She clenched her fists around the fabric of her bag and gritted her teeth, forcing away her instinctive need to dig into a deep hole and curl in upon herself, to whimper and cry like she used to when she had been very young and the storms would come crashing down upon her cold dark home. As high hungry keening noises began filling the air, voices that seemed almost human though her mind simply refused to accept such a thought, twisting the stillness of the alley with the high, manic laughter of the truly insane. Her hearted sputtered to a frightened stop as words began to slip into the laughing, hiss-like to her keen ears, her rebelling mind unable to shut out the word that was being all but sung by the unseen assailants. Her hands shook through the bone-creaking on her bag as she all but ripped the leather satchel open and dug inside. She had been careful when packing the heirloom, intent on hiding its shape from view by wrapping it in her clothes early that morning, but as she heard the sounds of the attackers - of the Murderers – ravaging the bodies of their victims, she realized how foolish that idea had been. She had packed the Kodachi specifically for the purpose of using it for defense if she needed it, and now that she _did_...

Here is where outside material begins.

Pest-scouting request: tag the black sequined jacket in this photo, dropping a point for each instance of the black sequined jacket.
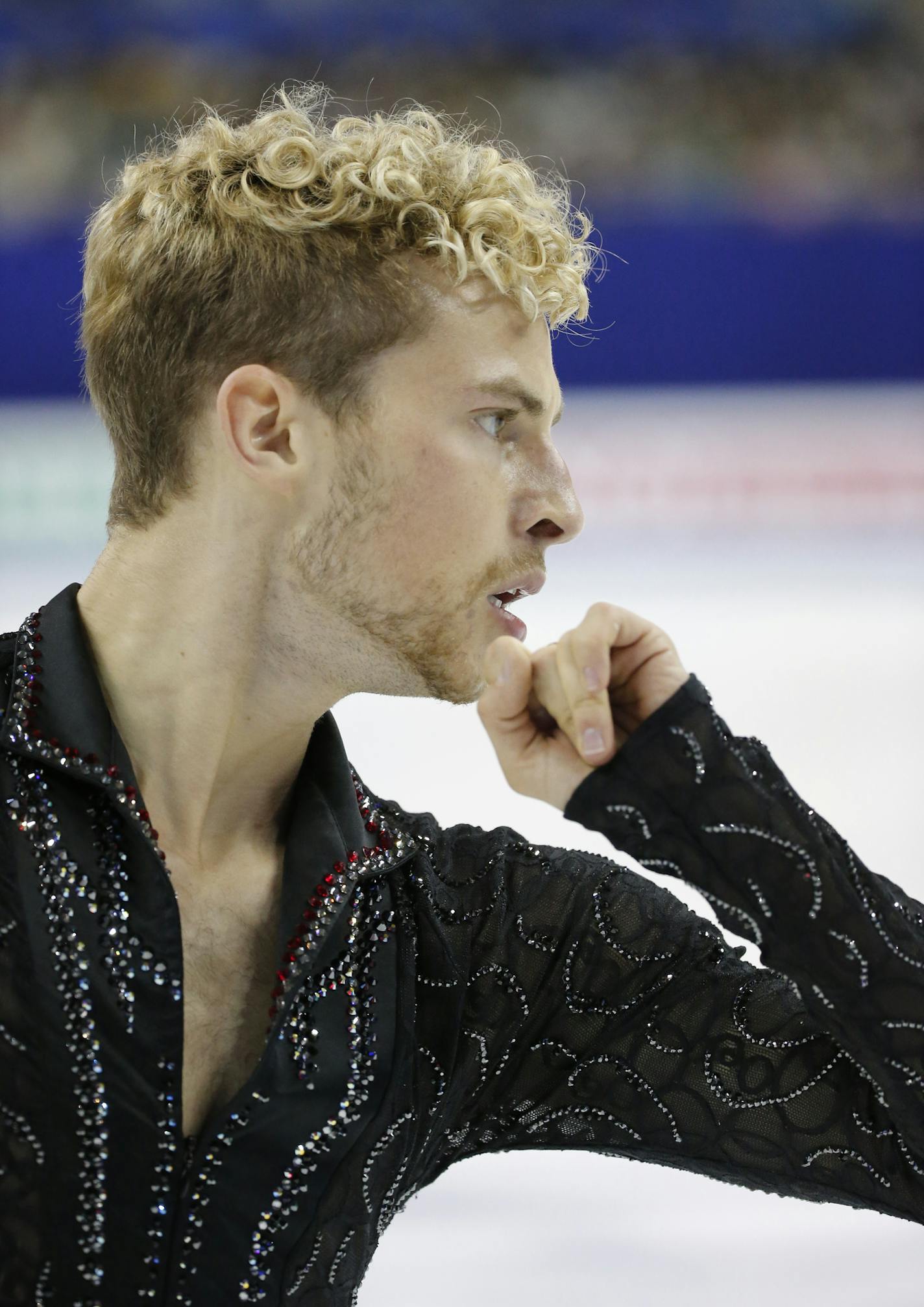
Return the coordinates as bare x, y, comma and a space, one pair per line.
442, 992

Her head spun with the surge of terror-induced adrenaline coursing through her veins and masking the ill-effects of her poor sleep and low energy, her heart pounding painfully in her chest as a sound that would haunt her dreams for years to come filled the suddenly too-still air, the slippery, sickening noises of bodies being torn apart piece by wretched piece drilled themselves into her mind with the same savagery the attackers were showing their victims. Unable to control her breathing any longer in her panicked daze, her breaths came out in quick, loud pants as she dug her small sword free. Her clothes falling to the ground and quickly staining from the thick, sluggish not-water that puddled in uneven floor of the alley, forgotten and forsaken in her desperation for a weapon.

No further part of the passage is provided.